Após agressão de PM, curso de formação de soldados terá disciplina sobre empoderamento negro

Marcha do Empoderamento Crespo organiza ciclo de formação política sobre racismo, lgbtfobia e preconceito religioso

Publicado em 6 de fevereiro de 2020 às 22:41

- Atualizado há um ano

. Crédito: Reprodução e Bruno Wendel/CORREIO

Após um policial militar ser filmado agredindo um rapaz negro em uma abordagem no bairro de Paripe, no último domingo (2), a Polícia Militar da Bahia (PM-BA) vai adotar palestras da Marcha de Emponderamento Crespo no curso para formação de soldados da categoria. A informação foi divulgada pela fundadora do grupo, Naíra Gomes, em entrevista à Rádio Metrópole, nesta quinta-feira (6).

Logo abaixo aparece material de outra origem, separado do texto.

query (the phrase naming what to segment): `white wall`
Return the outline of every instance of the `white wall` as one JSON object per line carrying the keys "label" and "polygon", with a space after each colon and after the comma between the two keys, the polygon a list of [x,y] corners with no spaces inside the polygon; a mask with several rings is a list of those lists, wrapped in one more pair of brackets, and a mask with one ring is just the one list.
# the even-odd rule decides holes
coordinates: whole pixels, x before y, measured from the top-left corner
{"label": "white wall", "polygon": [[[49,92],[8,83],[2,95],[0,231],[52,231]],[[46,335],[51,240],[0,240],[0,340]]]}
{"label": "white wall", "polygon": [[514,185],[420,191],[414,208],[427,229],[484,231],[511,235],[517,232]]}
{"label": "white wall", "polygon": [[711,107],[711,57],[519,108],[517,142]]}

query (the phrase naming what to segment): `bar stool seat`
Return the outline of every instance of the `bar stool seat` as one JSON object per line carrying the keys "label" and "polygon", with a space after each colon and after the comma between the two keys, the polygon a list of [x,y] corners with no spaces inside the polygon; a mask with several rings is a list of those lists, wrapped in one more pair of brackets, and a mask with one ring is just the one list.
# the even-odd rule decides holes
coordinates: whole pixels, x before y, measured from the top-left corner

“Estivermos no Comando de Policiamento Regional da Capital Baía de Todos os Santos da PM. Estivemos com Coronel Lopes. A gente dialogou a tarde inteira. Não são casos isolados. Precisa resgatar essas pessoas. Foi um diálogo fantástico com a PM, e vamos fazer uma palestra dentro do curso de formação de soldados”, disse.

De acordo com a representante da Marcha em Salvador, essa iniciativa “tende a se agigantar para uma matéria” dentro do curso de formação de soldados da PM-BA.

Na gravação, o jovem de 16 anos aparece sendo revistado e, em seguida, acaba agredido com murros nas costas. O PM, que não teve a identidade revelada, também faz insultos racistas ao jovem após retirar sua boina e criticar o penteado, no estilo black power. 

Ao ouvir o rapaz dizer que é trabalhador, o PM retruca: "Você pra mim é um ladrão. Você é vagabundo! Essa desgraça desse cabelo. Tire aí [o chapéu], vá! Essa desgraça aqui. Você é o quê? Você é trabalhador é, viado?"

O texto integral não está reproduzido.